KeisukeKamataki writeup of Cohen 2003

From Cohen Courses
Revision as of 10:42, 3 September 2010 by WikiAdmin (talk | contribs) (1 revision)
(diff) ← Older revision | Latest revision (diff) | Newer revision → (diff)
Jump to navigationJump to search

This is a review of Cohen_2003_a_comparison_of_string_distance_metrics_for_name_matching_tasks by user:KeisukeKamataki.

Summary: This paper implements and compares several methods of string distance for named entity matching/clustering.
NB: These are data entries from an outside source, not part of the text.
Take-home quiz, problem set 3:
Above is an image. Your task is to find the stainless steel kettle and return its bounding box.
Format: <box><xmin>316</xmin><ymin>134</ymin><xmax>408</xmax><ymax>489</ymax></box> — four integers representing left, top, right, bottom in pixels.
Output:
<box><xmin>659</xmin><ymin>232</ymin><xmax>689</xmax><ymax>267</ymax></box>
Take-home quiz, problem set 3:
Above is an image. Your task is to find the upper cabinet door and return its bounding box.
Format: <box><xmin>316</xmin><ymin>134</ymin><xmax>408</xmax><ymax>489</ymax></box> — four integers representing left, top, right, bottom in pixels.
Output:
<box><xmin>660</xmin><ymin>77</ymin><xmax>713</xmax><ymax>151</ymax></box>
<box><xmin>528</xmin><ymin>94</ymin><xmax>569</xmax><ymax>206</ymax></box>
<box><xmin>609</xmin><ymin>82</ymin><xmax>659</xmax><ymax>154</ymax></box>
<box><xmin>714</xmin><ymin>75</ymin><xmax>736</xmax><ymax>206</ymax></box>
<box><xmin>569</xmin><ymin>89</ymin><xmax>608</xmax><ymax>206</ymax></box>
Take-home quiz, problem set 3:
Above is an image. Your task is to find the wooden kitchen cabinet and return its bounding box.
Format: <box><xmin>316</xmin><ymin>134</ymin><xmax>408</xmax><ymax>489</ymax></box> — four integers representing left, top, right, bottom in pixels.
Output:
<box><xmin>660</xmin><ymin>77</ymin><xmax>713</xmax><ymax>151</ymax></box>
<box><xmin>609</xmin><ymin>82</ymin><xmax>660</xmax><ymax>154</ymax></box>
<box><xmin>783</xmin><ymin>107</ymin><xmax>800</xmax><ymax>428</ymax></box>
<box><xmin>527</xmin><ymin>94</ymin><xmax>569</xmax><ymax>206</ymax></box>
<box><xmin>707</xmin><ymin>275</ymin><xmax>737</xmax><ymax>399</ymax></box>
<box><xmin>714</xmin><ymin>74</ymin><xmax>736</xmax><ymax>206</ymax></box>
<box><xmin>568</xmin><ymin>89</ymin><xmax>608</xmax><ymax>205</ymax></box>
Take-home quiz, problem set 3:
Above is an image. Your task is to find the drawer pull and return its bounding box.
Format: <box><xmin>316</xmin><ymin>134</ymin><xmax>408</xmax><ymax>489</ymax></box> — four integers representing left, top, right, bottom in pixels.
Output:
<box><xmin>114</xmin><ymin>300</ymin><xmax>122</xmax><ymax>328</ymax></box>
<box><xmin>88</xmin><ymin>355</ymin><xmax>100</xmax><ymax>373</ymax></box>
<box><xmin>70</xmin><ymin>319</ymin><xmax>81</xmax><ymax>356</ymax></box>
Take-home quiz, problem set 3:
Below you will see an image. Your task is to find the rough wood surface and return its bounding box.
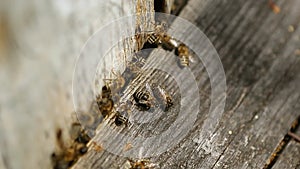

  • Edit-distance like functions:
    • Levenstein distance -> Well-known, unit cost to all edit operations
    • Jaro similarity metrics -> based on the number and order of common characters between two strings
    • Jaro-Winkler metrics -> Jero distance + using the length P of the longest common prefix of two terms
  • Token-based distance functions (regarding two strings as bags of tokens):
    • Jaccoard similarity -> simply the size(|S_and_T|/|S_or_T|) of word sets S and T
    • TF-IDF -> cosine similarity in terms of term frequency and doc frequency
    • Jensen-Shannon -> based on KL divergence
    • SFS-distance -> based on probability distribution of word appearance
  • Hybrid distance function:soft TF-IDF
    • Level Two Distance function -> Also consider the result of secondary distance function
    • soft TF-IDF -> consider Jaro-Winker as a secondary distance

For matching task, SoftTF-IDF,TF-IDF, SFS and Level2 Jaro-Winkler worked well (especially SoftTF-IDF). SoftTF-IDF worked also best for clustering task.

I like: The set of experimental settings seem to be reasonable. It was a nice finding that TF-IDF based methods which are based on simple ideas give us the best performance.